The Equality and Human Rights Commission has recently published research into gender, ethnicity and disability pay gaps, along with a strategy for reducing those gaps, available here. The strategy’s recommendations include Government legislation to make the right to request flexible work available from day one (rather than after 26 weeks as currently) and to introduce non-transferable ‘use it or lose it’ parental leave for fathers paid at a level incentivising take-up, as well as consultation on extending the pay gap reporting duty to disability and ethnicity.
The EHRC urges employers to advertise all jobs for flexible working, including those at senior levels unless there is a genuine business need making this impossible, to voluntarily report on ethnicity and disability pay gaps, and to tackle unconscious bias in recruitment and performance decisions. The Chair of the EHRC, David Isaac, has also called for the EHRC to be given enhanced powers, including to issue enforcement notices or impose a civil sanction where large organisations fail to publish their gender pay gap (see his blog here).
So far, only around 1% of the companies covered by the obligation to publish their gender pay gap have done so, although the remainder do have until 4 April 2018 (for private companies) to comply. Last week Justine Greening, Minister for Women and Equalities, was reported as urging companies to ‘fast forward’ plans to publish their gender pay gap and stating that it was unacceptable for companies to give no timeline on when they plan to report before the cut-off date. Clients who are currently considering what information to include with their figures may be interested in our review of the reports uploaded so far. Around half of reports have included a voluntary narrative seeking to explain their figures, most highlighting the under-representation of women at senior levels as the main cause of the gender pay gap and some providing additional pay breakdowns to demonstrate this. Under half of the detailed reports go on to set out the steps the organisations are taking to address the gender pay gap; common strategies mentioned include mentoring, unconscious bias training, flexible work, and reviewing pay processes. Please contact us if you would like a copy of our review or advice on drafting your report.

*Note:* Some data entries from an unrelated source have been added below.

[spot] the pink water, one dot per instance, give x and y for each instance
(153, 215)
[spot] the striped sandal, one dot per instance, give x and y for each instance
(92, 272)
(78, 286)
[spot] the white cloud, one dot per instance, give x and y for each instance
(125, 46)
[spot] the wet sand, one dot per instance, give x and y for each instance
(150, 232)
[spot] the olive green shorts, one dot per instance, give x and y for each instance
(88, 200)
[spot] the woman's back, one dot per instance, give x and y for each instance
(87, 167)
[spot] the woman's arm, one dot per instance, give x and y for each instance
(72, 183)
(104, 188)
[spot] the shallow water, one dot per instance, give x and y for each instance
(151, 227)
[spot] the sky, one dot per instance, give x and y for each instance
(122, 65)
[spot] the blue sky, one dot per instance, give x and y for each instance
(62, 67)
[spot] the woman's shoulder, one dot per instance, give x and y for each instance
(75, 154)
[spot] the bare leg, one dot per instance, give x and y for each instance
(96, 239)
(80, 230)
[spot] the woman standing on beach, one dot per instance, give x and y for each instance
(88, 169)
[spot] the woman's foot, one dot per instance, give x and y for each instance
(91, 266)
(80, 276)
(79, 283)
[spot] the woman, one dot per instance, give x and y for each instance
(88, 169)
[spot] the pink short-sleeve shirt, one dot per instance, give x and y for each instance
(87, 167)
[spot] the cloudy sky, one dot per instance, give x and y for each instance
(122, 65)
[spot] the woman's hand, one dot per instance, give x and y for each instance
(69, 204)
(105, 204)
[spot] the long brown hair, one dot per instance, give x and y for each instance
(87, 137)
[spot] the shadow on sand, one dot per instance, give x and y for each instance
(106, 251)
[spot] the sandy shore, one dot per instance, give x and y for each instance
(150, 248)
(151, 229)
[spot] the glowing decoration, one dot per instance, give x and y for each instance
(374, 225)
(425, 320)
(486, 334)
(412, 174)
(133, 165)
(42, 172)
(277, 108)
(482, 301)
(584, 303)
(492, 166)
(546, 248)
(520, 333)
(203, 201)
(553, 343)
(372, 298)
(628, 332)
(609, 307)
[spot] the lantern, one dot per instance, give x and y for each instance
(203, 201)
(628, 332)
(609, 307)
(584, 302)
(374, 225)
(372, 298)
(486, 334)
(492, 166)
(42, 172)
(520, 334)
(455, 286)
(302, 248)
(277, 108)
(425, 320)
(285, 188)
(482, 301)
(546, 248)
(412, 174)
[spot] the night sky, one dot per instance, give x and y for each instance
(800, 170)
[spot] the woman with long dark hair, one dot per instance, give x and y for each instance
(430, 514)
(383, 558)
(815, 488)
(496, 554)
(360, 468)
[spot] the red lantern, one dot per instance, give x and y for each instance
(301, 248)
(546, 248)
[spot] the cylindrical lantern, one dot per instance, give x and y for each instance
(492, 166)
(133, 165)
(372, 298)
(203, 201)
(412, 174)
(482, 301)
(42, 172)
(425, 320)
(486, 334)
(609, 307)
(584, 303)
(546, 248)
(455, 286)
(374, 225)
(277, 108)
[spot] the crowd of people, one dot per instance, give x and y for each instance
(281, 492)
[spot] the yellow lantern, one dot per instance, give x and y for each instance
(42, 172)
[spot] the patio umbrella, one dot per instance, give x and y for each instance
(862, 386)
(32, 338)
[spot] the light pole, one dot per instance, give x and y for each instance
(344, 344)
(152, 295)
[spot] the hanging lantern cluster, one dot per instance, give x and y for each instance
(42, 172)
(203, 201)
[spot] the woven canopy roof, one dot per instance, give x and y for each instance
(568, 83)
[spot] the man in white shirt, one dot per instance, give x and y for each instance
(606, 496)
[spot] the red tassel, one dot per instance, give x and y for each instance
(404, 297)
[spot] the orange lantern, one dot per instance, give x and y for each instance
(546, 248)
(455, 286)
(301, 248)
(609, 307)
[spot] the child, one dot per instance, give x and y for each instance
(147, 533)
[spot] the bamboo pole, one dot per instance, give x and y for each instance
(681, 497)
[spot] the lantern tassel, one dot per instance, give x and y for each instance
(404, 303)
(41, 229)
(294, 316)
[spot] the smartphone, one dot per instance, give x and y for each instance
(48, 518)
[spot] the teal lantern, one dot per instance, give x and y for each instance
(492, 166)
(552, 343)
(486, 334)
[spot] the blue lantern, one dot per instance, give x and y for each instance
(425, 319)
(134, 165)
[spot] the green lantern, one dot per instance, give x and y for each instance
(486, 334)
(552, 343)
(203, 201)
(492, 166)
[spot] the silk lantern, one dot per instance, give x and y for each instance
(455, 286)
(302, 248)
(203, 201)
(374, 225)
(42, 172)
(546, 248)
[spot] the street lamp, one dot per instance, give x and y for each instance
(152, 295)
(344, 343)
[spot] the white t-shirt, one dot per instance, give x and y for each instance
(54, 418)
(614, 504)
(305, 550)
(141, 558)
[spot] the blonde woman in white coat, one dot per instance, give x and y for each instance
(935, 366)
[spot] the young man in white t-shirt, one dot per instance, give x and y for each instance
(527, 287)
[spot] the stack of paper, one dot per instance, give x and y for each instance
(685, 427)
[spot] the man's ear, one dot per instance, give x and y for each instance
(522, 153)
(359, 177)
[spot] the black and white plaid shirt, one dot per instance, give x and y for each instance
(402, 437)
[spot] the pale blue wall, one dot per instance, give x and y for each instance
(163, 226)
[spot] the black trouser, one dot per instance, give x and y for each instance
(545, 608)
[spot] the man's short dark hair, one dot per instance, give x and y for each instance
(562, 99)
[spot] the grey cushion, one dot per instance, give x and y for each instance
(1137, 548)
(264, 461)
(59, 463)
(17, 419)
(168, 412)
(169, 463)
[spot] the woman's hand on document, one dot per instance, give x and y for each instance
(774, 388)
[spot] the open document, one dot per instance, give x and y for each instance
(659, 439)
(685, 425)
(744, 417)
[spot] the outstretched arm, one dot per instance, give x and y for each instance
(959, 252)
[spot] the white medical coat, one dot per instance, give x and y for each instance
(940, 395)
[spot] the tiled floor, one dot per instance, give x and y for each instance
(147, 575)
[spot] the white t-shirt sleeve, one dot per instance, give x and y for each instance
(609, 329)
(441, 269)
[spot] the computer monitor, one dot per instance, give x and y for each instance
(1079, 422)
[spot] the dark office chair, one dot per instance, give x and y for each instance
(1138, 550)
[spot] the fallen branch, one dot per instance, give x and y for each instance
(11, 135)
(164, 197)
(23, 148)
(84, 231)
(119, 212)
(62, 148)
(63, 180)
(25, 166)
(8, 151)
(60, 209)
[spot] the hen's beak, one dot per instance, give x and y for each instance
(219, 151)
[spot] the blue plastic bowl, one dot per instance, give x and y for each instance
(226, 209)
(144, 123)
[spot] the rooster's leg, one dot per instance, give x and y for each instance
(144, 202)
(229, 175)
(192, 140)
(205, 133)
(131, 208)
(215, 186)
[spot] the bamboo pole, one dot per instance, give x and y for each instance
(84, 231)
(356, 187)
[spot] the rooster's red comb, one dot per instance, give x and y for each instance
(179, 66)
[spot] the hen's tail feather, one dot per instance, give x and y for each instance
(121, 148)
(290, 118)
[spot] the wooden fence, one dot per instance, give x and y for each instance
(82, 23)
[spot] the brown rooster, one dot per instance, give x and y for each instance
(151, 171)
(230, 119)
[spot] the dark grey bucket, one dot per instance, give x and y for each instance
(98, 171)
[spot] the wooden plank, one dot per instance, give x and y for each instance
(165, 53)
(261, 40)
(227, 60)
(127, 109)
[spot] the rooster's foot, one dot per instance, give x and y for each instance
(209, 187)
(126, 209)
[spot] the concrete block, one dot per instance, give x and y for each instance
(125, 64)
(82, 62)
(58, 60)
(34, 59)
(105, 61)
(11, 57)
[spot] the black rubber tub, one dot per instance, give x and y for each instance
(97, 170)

A gender pay gap will not necessarily indicate the existence of a potential equal pay claim (a gap can often be explained in large part by factors such as occupational segregation, an unequal gender split in senior or junior roles, or other non-gender-related factors). However, the media around the reporting of pay gaps leads to a risk of damage to reputation affecting business and recruitment, and has heightened consciousness of equal pay as a workplace issue which may lead to an increase in equal pay claims (whether or not justified). These risks make explaining the data all the more important.